IGF-1 is a positive predictor of bone turnover in girls with AN, and in a study by Sokya et al. [35], changes in the levels of IGF-1 over a period of 1 year were associated positively with changes in the levels of bone turnover markers over the same period. In adult women with AN, IGF-1 levels are associated independently with bone architectural parameters such as trabecular volume, thickness, and number, and inversely associated with trabecular separation, even after controlling for BMI. In addition, short-term administration of recombinant human rhIGF-1 in doses of 30–40 mg/kg/dose twice daily is successful in significantly increasing the levels of bone formation markers in both girls [36] and adult women with AN [21].
In our study, the bone formation index, OC, was significantly lower in adolescent girls with AN compared with healthy adolescents. In controls, there were high levels of bone formation, whereas low bone formation was found in patients. Formation marker in adolescents (OC) reflects bone mineralization. We suggest that in patients with AN, remodeling continues, whereas bone formation is reduced.
We found a high negative correlation between IGF-1 levels and BMI, indicating that undernutrition reduces the levels of IGF-1 in adolescents with AN. This could be because of the fact that with the decrease in BMI, serum levels of IGF-1 decrease in a BMI-dependent manner. These data are in agreement with the findings of Loud et al. [37], who found low levels of serum IGF-1, and these low levels were correlated with low BMI in their patients with AN.

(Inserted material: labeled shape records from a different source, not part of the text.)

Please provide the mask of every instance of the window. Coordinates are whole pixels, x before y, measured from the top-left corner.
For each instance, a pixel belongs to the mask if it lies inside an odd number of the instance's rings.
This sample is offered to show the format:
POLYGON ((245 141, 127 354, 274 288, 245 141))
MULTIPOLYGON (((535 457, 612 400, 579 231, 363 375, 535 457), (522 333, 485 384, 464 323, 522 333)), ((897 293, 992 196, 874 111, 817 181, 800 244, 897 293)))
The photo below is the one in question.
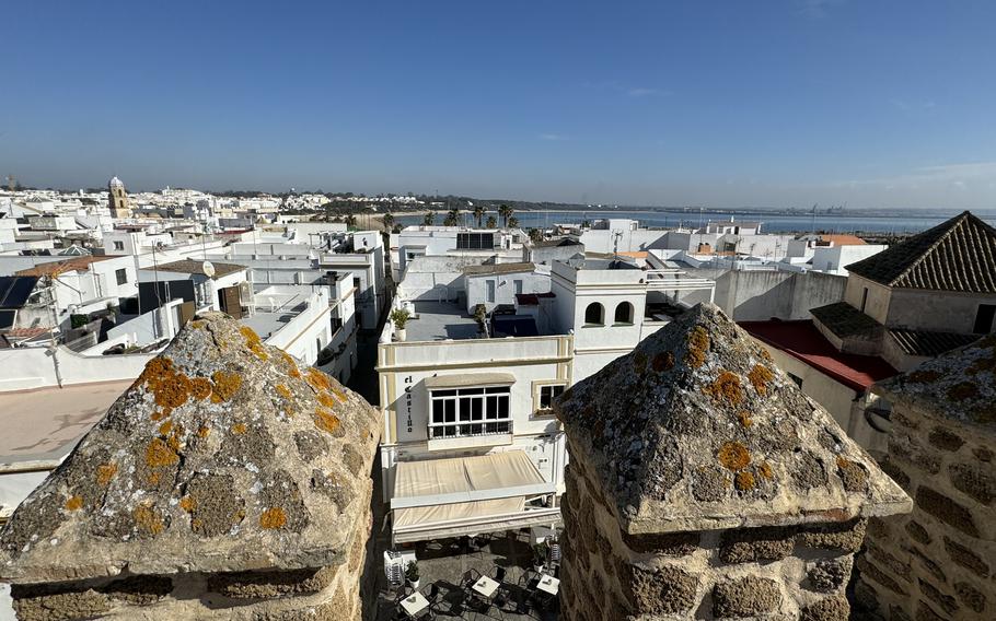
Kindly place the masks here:
POLYGON ((619 302, 619 305, 615 307, 615 323, 633 324, 633 304, 619 302))
POLYGON ((564 385, 540 386, 540 409, 548 410, 554 407, 554 399, 564 394, 564 385))
POLYGON ((458 250, 491 250, 495 248, 494 233, 458 233, 458 250))
POLYGON ((586 326, 601 326, 605 323, 605 309, 598 302, 592 302, 584 309, 586 326))
POLYGON ((978 310, 975 312, 975 328, 972 331, 976 335, 988 335, 993 331, 994 317, 996 317, 996 306, 980 304, 978 310))
POLYGON ((429 438, 512 433, 510 386, 432 390, 429 438))

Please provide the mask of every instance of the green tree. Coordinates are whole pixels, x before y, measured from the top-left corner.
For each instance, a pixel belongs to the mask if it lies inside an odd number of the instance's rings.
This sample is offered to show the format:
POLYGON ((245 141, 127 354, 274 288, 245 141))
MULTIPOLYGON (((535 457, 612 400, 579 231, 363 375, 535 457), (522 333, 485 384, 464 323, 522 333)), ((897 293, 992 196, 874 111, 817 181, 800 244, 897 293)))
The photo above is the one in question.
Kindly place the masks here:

In our study, correlation of bone formation in patients with AN with significantly reduced levels of IGF-1 was found. Studies on nutritional causes of reduced IGF-1 in normal men showed that fasting for 5 days causes serumIGF-1 levels to decrease up to 36% of prefasting values and refeeding leads to an increase in serum IGF-1 levels, indicating that food intake increases serum IGF-1 [38].
Primary or secondary amenorrhea is commonly present inpatients with AN with resulting reduced estrogen levels. Reduced estrogen is hypothesized as a factor contributing toward low bone density in patients with AN. In adolescent girls with amenorrhea, lower lumbar bone density is present compared with control normal menstruating girls. These changes are reversible even before the return of menses during recovery of patients from AN [39].
Misra et al. [36] showed that rhIGF-1 therapy in patients with AN significantly increases serum levels of OC within 1 week of rhIGF-1 therapy before a significant increase in body weight and only after an increase in the levels of serum IGF-1. This suggests that bone formation marker production increases rapidly in response to the increase in the level of serum IGF-1 [40]. Patients with AN have disturbance in perception of body weight or shape and marked fear of gaining weight, which makes it difficult to advise them to increase their weight. They have to be informed that they are at a risk of developing osteoporosis, which is one of the most severe complications of AN.